By Mr. Curmudgeon
“Beneath the surface of their formally polite, if aloof, reserve bubbled resentment that their one-time foe was now a general. To them, he was a double traitor who had rebelled against the mother country before turning on his fellow Americans,” writes historian Dave Richard Palmer of Benedict Arnold. “No one trusts – or for that matter, likes – a traitor.” Sen. Arlen Specter knows the feeling. “Senator Arlen Specter left the Republican Party last year and became a Democrat to save his political career,” reports the New York Times. “Now at 79, he suddenly finds that the party he switched into may not provide a safe haven.”
Backed by President Obama and Pennsylvania Governor Ed Rendell, Specter is expected to win against his Democratic challenger Joe Sestak, who described Specter as a “flight risk.” According to state Democratic chairman T. J. Rooney, Specter is “more true to the base.” That’s hardly news. Specter has always derived strength from the support of the lunatic fringe of the Democratic Party.

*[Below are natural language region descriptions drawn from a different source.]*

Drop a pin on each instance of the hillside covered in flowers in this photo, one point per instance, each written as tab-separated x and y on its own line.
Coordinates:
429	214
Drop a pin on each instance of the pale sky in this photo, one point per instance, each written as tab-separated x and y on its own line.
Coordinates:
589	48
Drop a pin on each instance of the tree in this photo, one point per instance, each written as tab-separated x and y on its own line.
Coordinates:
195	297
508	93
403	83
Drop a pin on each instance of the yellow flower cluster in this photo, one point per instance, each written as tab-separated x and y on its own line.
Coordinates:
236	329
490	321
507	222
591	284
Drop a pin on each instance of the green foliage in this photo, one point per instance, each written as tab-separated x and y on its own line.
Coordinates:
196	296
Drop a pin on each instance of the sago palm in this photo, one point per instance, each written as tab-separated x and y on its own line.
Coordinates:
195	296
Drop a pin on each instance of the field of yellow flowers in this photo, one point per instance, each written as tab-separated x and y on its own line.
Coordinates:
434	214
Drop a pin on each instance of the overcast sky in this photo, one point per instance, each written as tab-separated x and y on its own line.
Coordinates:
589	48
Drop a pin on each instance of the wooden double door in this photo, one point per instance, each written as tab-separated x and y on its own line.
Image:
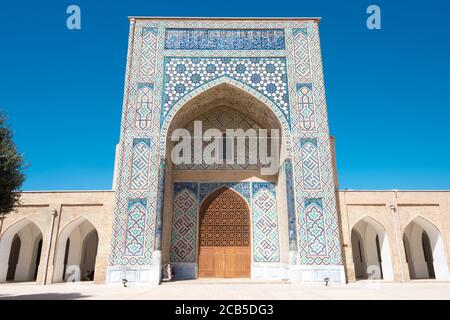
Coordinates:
224	249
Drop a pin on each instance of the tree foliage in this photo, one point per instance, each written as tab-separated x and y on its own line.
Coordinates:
11	169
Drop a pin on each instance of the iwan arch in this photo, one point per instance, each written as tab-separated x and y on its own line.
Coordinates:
226	220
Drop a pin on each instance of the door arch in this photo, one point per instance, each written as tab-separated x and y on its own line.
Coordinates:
425	253
224	241
371	250
76	252
20	251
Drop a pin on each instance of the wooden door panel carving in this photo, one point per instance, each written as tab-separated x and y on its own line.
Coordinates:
224	236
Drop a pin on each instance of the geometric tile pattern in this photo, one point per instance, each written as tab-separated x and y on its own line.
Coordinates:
134	245
292	221
184	223
301	52
223	118
310	164
311	150
140	168
299	63
265	75
266	247
306	107
144	106
148	51
314	221
243	188
224	39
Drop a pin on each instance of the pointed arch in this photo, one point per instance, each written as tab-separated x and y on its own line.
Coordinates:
76	251
424	247
224	80
371	250
221	186
20	251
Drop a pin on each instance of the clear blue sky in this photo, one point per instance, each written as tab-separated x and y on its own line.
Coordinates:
388	91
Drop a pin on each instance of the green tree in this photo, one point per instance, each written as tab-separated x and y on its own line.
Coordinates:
11	170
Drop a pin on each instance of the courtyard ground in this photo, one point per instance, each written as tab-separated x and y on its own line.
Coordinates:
229	289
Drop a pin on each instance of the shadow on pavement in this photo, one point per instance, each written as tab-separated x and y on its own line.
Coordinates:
44	296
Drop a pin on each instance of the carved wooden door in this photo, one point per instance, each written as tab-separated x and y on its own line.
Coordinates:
224	236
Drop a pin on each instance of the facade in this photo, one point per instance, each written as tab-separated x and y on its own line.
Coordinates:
231	219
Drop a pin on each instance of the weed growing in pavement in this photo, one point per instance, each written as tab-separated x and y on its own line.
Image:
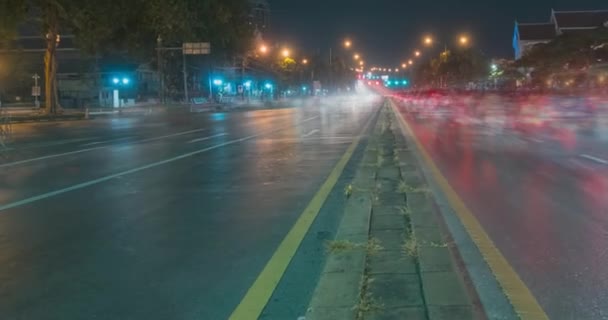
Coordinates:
438	244
405	188
373	246
348	190
334	246
367	302
379	160
395	157
405	210
410	246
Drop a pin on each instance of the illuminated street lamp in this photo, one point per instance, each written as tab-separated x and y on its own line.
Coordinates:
463	40
428	41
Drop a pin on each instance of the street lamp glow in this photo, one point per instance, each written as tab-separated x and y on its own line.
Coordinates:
463	40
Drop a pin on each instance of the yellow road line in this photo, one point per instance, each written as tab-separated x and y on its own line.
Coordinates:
259	293
523	301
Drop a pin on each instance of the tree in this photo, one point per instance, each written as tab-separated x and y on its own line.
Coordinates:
567	52
452	67
111	27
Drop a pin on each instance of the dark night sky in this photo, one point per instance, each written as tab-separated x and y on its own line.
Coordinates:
387	31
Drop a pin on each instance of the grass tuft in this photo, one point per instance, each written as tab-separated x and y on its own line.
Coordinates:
348	190
405	210
410	246
373	246
335	246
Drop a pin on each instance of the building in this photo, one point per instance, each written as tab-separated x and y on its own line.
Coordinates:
526	35
259	16
82	80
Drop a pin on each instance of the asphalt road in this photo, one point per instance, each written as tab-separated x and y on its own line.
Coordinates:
169	216
539	194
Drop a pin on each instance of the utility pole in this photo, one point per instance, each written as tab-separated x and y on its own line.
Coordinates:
185	79
161	87
36	90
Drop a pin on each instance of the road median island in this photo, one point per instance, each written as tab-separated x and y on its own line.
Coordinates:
390	258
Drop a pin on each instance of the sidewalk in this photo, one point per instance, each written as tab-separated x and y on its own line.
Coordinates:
390	259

Former Republican Representative Patrick Toomey, who narrowly lost to Specter in Pennsylvania’s 2004 primary election, is the likely standard bearer for the Republicans in this year’s midterm elections. He is positioned perfectly to garner support from the well-organized forces of the Tea Party, and is greatly encouraged by the recent Massachusetts election of Scott Brown. “And Pennsylvania is a lot more conservative than Massachusetts,” assures Toomey. As Dante said in his Divine Comedy, “And now, I said, you traitor bent on evil, I do not need your talk, for I shall carry true news of you, and that will bring you shame.”